In the back seat Hank heard Robish swear under his breath. Hank had to hand it to Glenn: he could certainly handle Robish. First, Robish had growled that they had to ditch the prison clothes; Glenn wouldn't listen. He'd get him clothes when he needed them—good clothes. Meanwhile, stay down. And then Robish had complained about not carrying a gun: it made him feel helpless. What if they ran into a roadblock? They wouldn't, Glenn had said, because nobody ever heard of these roads. As for the gun, they couldn't afford to pull a job and tip off their whereabouts; besides, Glenn had one, didn't he? A .38 revolver, taken from the guard who was now in the prison infirmary with a bump on his head, if nothing worse. Relax, Robish, and enjoy yourself.

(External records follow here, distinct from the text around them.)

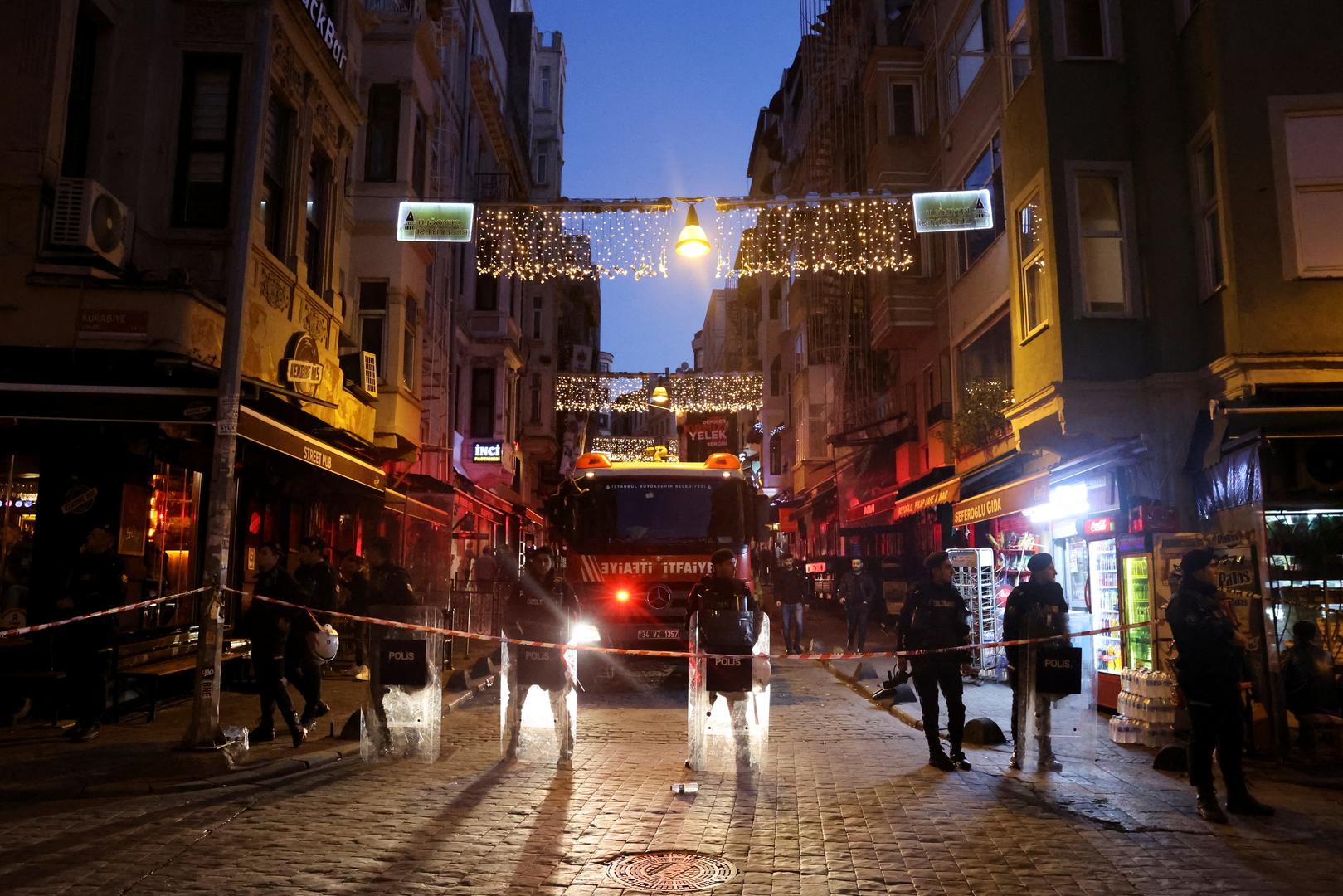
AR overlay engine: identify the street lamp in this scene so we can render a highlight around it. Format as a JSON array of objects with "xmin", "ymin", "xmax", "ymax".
[{"xmin": 664, "ymin": 202, "xmax": 709, "ymax": 257}]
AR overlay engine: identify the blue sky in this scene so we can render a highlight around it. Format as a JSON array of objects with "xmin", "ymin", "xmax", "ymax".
[{"xmin": 532, "ymin": 0, "xmax": 799, "ymax": 371}]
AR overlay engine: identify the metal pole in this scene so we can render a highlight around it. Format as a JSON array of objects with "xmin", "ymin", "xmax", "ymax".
[{"xmin": 182, "ymin": 0, "xmax": 271, "ymax": 750}]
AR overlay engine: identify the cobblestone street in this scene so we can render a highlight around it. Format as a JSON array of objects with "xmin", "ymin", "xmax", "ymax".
[{"xmin": 0, "ymin": 664, "xmax": 1341, "ymax": 896}]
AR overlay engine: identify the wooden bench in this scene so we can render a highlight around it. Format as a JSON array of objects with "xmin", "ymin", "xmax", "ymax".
[{"xmin": 113, "ymin": 626, "xmax": 251, "ymax": 722}]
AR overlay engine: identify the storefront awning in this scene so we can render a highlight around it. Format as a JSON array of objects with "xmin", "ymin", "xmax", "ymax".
[
  {"xmin": 238, "ymin": 407, "xmax": 387, "ymax": 492},
  {"xmin": 951, "ymin": 470, "xmax": 1049, "ymax": 528}
]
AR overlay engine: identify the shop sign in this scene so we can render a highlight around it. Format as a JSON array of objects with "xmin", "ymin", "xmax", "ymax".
[
  {"xmin": 76, "ymin": 308, "xmax": 149, "ymax": 340},
  {"xmin": 913, "ymin": 189, "xmax": 994, "ymax": 234},
  {"xmin": 471, "ymin": 441, "xmax": 504, "ymax": 464},
  {"xmin": 951, "ymin": 473, "xmax": 1049, "ymax": 528},
  {"xmin": 299, "ymin": 0, "xmax": 348, "ymax": 69},
  {"xmin": 397, "ymin": 202, "xmax": 475, "ymax": 243}
]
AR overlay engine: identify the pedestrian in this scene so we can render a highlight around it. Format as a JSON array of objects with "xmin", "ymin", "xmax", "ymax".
[
  {"xmin": 246, "ymin": 542, "xmax": 308, "ymax": 747},
  {"xmin": 504, "ymin": 547, "xmax": 579, "ymax": 768},
  {"xmin": 368, "ymin": 536, "xmax": 418, "ymax": 607},
  {"xmin": 340, "ymin": 549, "xmax": 368, "ymax": 681},
  {"xmin": 774, "ymin": 553, "xmax": 809, "ymax": 653},
  {"xmin": 1003, "ymin": 553, "xmax": 1068, "ymax": 771},
  {"xmin": 1165, "ymin": 548, "xmax": 1273, "ymax": 825},
  {"xmin": 285, "ymin": 534, "xmax": 337, "ymax": 728},
  {"xmin": 56, "ymin": 523, "xmax": 126, "ymax": 742},
  {"xmin": 835, "ymin": 558, "xmax": 878, "ymax": 653},
  {"xmin": 896, "ymin": 551, "xmax": 971, "ymax": 771}
]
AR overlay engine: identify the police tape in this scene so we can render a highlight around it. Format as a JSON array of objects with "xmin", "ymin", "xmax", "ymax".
[
  {"xmin": 252, "ymin": 588, "xmax": 1152, "ymax": 660},
  {"xmin": 0, "ymin": 586, "xmax": 213, "ymax": 638}
]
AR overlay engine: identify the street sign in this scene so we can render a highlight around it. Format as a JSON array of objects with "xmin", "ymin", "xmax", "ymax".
[
  {"xmin": 397, "ymin": 202, "xmax": 475, "ymax": 243},
  {"xmin": 913, "ymin": 189, "xmax": 994, "ymax": 234}
]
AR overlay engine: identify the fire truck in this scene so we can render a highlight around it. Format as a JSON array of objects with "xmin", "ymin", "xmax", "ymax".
[{"xmin": 552, "ymin": 453, "xmax": 770, "ymax": 650}]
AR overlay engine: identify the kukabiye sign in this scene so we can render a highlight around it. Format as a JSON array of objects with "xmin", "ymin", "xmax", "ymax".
[
  {"xmin": 913, "ymin": 189, "xmax": 994, "ymax": 234},
  {"xmin": 397, "ymin": 202, "xmax": 475, "ymax": 243}
]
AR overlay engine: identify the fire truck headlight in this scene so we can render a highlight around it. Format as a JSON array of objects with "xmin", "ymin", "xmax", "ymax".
[{"xmin": 569, "ymin": 622, "xmax": 601, "ymax": 644}]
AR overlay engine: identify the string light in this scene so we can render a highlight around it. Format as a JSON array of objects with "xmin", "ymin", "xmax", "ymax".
[
  {"xmin": 555, "ymin": 373, "xmax": 764, "ymax": 414},
  {"xmin": 588, "ymin": 436, "xmax": 679, "ymax": 464}
]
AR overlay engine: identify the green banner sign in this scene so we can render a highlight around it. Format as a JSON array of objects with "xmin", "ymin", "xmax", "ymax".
[
  {"xmin": 397, "ymin": 202, "xmax": 475, "ymax": 243},
  {"xmin": 913, "ymin": 189, "xmax": 994, "ymax": 234}
]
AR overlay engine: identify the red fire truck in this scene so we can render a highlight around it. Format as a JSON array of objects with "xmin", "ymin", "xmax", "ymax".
[{"xmin": 553, "ymin": 453, "xmax": 770, "ymax": 650}]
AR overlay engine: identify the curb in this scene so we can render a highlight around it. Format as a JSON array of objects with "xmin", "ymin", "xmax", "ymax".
[{"xmin": 0, "ymin": 664, "xmax": 495, "ymax": 805}]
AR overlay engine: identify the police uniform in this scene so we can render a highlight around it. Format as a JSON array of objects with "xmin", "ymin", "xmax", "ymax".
[{"xmin": 896, "ymin": 582, "xmax": 970, "ymax": 759}]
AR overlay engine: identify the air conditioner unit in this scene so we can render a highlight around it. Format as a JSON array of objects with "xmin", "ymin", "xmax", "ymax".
[{"xmin": 51, "ymin": 178, "xmax": 130, "ymax": 267}]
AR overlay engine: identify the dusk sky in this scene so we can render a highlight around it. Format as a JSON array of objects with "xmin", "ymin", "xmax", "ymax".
[{"xmin": 532, "ymin": 0, "xmax": 799, "ymax": 371}]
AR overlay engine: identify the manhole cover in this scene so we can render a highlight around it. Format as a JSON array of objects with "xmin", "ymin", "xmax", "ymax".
[{"xmin": 606, "ymin": 850, "xmax": 737, "ymax": 894}]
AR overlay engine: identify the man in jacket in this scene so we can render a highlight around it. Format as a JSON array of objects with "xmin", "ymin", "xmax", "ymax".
[
  {"xmin": 835, "ymin": 558, "xmax": 878, "ymax": 653},
  {"xmin": 1003, "ymin": 553, "xmax": 1068, "ymax": 771},
  {"xmin": 774, "ymin": 553, "xmax": 810, "ymax": 653},
  {"xmin": 1165, "ymin": 548, "xmax": 1273, "ymax": 825},
  {"xmin": 896, "ymin": 551, "xmax": 971, "ymax": 771},
  {"xmin": 505, "ymin": 547, "xmax": 579, "ymax": 768},
  {"xmin": 56, "ymin": 525, "xmax": 126, "ymax": 742},
  {"xmin": 246, "ymin": 542, "xmax": 308, "ymax": 747},
  {"xmin": 285, "ymin": 534, "xmax": 337, "ymax": 728}
]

But Hank was not relaxed. He was looking ahead. And he was picturing a house such as Glenn had described. After the clank of lock, the smooth mechanical sound of cell doors closing, the hard stiffness of concrete floors and metal bunks, he was imagining sinking down again into a deep soft chair, his feet planted on deep-tufted carpet, the warm and intimate reality of ordinary walls with framed pictures on them. As yet even the crisp, cold air that penetrated the closed windows of the sedan had not reached the valleys of memory where the harsh iron-tasting odor of the last two years still lingered like stench from a swamp. But in a house like that, he said to himself .. .
The Hilliards had bought their house on Kessler Boulevard because it was quite large compared to the new homes selling for slightly less money in the subdivisions. It had been worth the difference in price because, while fairly convenient to shopping centers and bus lines, it was remote enough from other homes to give the family a sense of privacy. Also, it was outside the city limits by only ten blocks, and the taxes were lower. In the eight years that they had occupied the house, they had come, without any of them ever being quite aware of it, to love every corner, stairstep and shingle. It would require another paint job in the spring, true, and the furniture, purchased new when Dan was released from the Navy after the war, showed some, but not much, evidence of wear and tear by two growing youngsters. Cindy, who was now nineteen, thought they should replace the Uving-room suite as soon as possible, but her mother, Eleanor, wasn't just sure. Even though they received a 20 per cent discount on furniture purchases because Dan was now personnel manager of the largest department store in town, they were living, Eleanor argued, in inflationary times and the furniture was comfortable. Besides, as she pointed out to Dan less than a week ago, Cindy might be getting married soon. Dan had said nothing—which was his way.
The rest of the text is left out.